Los pasos se detuvieron un poco más allá de su puerta. Sin el más mínimo disimulo, la voz ronca y ahogada de la mujer que Muhittin conocía tan de cerca preguntó:

—¿Está aquí mi ojito derecho?

Respondió un hombre. Muhittin se había acostumbrado a esa situación y no le importaba. Ya lo había oído antes. La primera vez que había ido allí, hacía seis meses… Y no es que no le importara, sino que incluso le gustaba; en la voz de la mujer encontraba un afecto impreciso, una intimidad maternal. «Mi ojito derecho».
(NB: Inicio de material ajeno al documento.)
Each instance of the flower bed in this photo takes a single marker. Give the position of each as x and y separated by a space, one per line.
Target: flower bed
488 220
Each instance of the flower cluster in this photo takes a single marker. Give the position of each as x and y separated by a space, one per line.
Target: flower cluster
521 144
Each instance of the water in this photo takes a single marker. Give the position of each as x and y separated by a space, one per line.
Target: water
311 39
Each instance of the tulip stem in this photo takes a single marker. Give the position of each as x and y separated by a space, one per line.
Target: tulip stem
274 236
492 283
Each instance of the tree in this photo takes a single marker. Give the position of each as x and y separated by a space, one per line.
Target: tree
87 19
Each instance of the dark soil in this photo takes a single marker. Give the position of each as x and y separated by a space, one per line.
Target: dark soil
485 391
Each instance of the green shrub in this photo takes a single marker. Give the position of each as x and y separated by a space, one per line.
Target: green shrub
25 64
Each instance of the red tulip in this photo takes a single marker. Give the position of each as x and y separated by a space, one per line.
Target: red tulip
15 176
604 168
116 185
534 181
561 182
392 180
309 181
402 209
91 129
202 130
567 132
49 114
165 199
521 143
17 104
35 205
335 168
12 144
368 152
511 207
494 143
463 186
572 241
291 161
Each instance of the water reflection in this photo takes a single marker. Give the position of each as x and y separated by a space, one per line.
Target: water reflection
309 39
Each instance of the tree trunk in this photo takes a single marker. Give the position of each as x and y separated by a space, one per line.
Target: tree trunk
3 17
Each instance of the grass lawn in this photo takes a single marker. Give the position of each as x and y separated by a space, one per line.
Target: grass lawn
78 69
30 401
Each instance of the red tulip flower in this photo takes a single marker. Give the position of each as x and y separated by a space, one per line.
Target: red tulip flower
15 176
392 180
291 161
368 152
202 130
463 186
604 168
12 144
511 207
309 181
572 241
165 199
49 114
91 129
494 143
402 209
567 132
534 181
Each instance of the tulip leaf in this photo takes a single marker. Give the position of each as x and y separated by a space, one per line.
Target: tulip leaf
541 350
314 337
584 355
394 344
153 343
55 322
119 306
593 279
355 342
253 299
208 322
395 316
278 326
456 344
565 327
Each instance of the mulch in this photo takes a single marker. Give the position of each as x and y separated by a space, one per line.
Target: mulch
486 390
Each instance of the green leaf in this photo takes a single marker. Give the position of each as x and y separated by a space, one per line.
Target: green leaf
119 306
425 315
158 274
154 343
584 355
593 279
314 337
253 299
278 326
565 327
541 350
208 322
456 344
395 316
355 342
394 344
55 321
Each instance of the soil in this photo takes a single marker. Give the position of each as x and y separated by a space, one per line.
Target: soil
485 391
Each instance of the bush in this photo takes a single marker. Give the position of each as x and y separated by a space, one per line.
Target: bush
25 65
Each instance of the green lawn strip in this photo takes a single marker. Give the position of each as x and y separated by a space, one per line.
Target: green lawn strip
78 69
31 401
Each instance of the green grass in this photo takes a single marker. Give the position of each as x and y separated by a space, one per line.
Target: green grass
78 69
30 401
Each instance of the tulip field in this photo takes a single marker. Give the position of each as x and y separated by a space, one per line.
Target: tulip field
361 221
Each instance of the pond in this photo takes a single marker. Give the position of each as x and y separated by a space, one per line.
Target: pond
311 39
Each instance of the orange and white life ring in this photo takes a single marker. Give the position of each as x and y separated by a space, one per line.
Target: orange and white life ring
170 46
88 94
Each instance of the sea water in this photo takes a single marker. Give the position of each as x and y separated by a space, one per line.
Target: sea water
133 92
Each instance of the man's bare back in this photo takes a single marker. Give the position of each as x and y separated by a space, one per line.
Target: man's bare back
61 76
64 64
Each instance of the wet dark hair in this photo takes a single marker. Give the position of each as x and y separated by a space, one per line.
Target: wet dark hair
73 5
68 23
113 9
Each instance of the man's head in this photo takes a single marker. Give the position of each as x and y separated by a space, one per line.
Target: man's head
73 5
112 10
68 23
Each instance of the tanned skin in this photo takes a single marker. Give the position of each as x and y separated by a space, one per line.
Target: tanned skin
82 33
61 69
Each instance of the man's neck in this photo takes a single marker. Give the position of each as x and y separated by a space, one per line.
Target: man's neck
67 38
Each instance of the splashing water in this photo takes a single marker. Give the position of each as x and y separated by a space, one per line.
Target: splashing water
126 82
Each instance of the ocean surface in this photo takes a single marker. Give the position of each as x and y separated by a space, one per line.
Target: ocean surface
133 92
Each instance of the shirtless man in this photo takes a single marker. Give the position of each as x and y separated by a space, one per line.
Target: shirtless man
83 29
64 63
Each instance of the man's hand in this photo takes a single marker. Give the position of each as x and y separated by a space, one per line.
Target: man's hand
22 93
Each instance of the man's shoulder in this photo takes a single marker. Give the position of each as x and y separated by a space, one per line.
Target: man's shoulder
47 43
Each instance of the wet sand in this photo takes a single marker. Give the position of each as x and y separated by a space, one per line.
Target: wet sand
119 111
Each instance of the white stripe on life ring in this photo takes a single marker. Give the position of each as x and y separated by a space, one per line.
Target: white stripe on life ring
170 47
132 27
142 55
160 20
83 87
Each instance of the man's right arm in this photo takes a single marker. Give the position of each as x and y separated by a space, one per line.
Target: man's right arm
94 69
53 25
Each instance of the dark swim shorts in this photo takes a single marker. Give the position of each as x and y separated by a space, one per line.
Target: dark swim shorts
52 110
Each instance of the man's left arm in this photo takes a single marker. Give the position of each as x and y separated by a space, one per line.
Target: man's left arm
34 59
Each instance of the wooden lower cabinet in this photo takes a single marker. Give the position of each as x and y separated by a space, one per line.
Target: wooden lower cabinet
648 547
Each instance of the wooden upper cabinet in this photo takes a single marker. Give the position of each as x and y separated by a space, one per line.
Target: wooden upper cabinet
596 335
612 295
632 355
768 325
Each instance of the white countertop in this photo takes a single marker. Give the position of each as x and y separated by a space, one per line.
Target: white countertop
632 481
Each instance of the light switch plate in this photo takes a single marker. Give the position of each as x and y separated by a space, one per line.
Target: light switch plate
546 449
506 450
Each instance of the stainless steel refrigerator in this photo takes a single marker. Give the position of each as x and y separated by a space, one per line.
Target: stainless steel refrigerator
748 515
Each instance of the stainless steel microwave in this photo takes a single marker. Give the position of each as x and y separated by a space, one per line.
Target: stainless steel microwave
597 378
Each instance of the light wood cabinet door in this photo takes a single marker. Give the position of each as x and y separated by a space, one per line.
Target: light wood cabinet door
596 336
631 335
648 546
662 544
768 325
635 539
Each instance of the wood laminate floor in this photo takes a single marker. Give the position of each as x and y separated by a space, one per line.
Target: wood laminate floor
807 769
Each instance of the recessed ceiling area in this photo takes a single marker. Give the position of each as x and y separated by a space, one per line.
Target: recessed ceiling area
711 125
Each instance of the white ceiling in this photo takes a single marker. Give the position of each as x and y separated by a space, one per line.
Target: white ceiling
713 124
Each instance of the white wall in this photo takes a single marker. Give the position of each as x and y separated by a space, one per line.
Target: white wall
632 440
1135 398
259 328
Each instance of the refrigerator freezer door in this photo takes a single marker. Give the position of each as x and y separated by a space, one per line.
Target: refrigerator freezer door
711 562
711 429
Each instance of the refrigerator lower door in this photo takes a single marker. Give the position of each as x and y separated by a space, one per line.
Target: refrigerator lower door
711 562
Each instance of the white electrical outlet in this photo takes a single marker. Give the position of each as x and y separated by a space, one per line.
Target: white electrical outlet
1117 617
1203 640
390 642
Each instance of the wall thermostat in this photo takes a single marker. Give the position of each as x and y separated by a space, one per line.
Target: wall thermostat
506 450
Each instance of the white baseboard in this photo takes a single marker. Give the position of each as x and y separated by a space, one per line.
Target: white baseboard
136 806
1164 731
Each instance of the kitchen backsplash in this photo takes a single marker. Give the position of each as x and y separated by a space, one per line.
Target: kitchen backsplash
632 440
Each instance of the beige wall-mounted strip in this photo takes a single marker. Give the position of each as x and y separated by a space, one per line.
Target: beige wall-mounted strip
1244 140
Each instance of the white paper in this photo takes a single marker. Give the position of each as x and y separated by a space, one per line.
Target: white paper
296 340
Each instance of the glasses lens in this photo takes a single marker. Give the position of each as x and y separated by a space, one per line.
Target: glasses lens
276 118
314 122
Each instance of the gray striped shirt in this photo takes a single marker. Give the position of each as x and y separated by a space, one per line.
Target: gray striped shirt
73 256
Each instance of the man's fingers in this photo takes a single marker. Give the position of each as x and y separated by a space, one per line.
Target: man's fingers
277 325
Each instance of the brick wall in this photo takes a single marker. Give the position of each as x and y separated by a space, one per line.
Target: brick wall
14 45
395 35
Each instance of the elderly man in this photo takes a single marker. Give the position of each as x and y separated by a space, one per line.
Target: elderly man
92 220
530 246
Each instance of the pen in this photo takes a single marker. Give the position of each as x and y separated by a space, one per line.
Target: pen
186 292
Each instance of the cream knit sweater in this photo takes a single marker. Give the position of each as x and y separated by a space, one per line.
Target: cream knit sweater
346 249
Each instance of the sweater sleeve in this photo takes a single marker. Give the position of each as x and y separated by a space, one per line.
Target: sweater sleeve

Se abrió la puerta. La luz roja iluminó el rostro de la mujer. Con su expresión falsa de siempre le dijo a Muhittin: «¡Ah, picarón!». Y Muhittin adoptó un gesto avergonzado. En breve ella empezaría a hablar, se interesaría por su salud y, mientras se quitaba el vestido, le preguntaría: «¿Te he hecho esperar?». Muhittin se puso en pie de repente y la agarró por los hombros:

—¿Soy capaz de matarme? —le preguntó.

—¿Vas a matarme? —le respondió ella sorprendida. Se sacudió el miedo y se zafó de Muhittin—. Pero ¿qué forma de hablar es esa?

Le miraba como si estuviera loco, pero al parecer no se había asustado demasiado. Debía de estar acostumbrada a cosas parecidas.

Muhittin no fue capaz de decirle: «No, a ti no, ¡a mí!». Inclinó la cabeza.